Benjamin leur adressa un sourire embarrassé, ses joues virant au rouge. Apparemment, il ne pouvait même pas prétendre au titre de troubadour. Quelques personnes le fixaient encore en fronçant les sourcils. Benjamin détourna le regard, l’anxiété le gagnait et il commençait à avoir envie de vomir. Il se releva et s’enfuit en courant avec son instrument dans les bras.
Une fois qu’il fut hors de portée des regards, il s’immobilisa pour reprendre son souffle. Son cœur était sur le point de bondir hors de sa poitrine. Même en dehors du collège et sans les tyrans dans les parages, il arrivait à se ridiculiser. Benjamin toussa et tituba jusqu’à une ouverture en arche dans l’enceinte de la Cité. Elle menait aux lices, là où les valeureux chevaliers s’affrontaient autrefois dans des tournois épiques.

* * *


En cette matinée, Mathilde, Benjamin et les meutes de touristes jacasseurs n’étaient pas les seuls venus visiter la Cité de Carcassonne.

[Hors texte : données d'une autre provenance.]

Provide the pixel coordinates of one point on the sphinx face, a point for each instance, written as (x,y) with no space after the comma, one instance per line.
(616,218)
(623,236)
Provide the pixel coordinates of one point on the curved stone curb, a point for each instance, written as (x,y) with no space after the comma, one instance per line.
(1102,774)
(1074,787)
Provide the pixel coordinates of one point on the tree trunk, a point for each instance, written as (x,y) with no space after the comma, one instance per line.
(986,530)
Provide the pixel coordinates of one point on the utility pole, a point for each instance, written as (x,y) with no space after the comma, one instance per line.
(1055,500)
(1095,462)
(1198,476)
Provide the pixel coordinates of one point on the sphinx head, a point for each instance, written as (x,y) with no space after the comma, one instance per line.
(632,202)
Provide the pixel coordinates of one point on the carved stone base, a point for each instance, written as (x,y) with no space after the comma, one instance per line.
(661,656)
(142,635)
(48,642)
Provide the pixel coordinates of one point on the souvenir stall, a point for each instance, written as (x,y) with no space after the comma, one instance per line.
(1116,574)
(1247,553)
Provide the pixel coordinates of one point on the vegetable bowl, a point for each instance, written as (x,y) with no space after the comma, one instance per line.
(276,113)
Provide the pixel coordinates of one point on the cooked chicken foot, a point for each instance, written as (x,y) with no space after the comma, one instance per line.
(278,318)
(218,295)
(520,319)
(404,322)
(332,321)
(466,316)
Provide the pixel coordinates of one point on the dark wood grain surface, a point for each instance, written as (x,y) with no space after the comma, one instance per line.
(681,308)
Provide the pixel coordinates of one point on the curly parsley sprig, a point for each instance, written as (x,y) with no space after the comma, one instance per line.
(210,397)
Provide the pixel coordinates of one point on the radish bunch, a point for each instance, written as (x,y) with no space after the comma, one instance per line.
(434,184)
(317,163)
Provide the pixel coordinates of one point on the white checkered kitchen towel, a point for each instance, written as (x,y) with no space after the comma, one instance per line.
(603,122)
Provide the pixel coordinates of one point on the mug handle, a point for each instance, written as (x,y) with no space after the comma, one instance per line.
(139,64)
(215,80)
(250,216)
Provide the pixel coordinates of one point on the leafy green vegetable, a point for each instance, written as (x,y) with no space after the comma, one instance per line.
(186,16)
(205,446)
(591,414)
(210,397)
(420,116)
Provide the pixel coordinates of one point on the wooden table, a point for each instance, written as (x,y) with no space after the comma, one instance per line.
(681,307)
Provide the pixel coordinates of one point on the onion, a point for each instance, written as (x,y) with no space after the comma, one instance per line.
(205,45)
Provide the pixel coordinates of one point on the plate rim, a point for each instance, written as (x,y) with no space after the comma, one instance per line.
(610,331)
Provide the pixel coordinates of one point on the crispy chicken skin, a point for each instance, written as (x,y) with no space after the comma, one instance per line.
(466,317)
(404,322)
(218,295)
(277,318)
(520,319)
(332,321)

Trois préadolescents du coin, les voyous du collège et principaux persécuteurs de Benjamin, trouvaient leur stupide ville barbante, et cherchaient un endroit où aller.
Trop turbulents pour les clubs de sport où ils auraient pu jouer au football, trop bien connus des forces de l’ordre et des commerçants du centre-ville, leur meilleure alternative avait été de s’en éloigner. Mais trop jeunes pour conduire, leur choix était restreint. Alors, l’accès libre à la Cité de Carcassonne se présenta à eux comme une opportunité comme une autre de faire les poches des visiteurs distraits.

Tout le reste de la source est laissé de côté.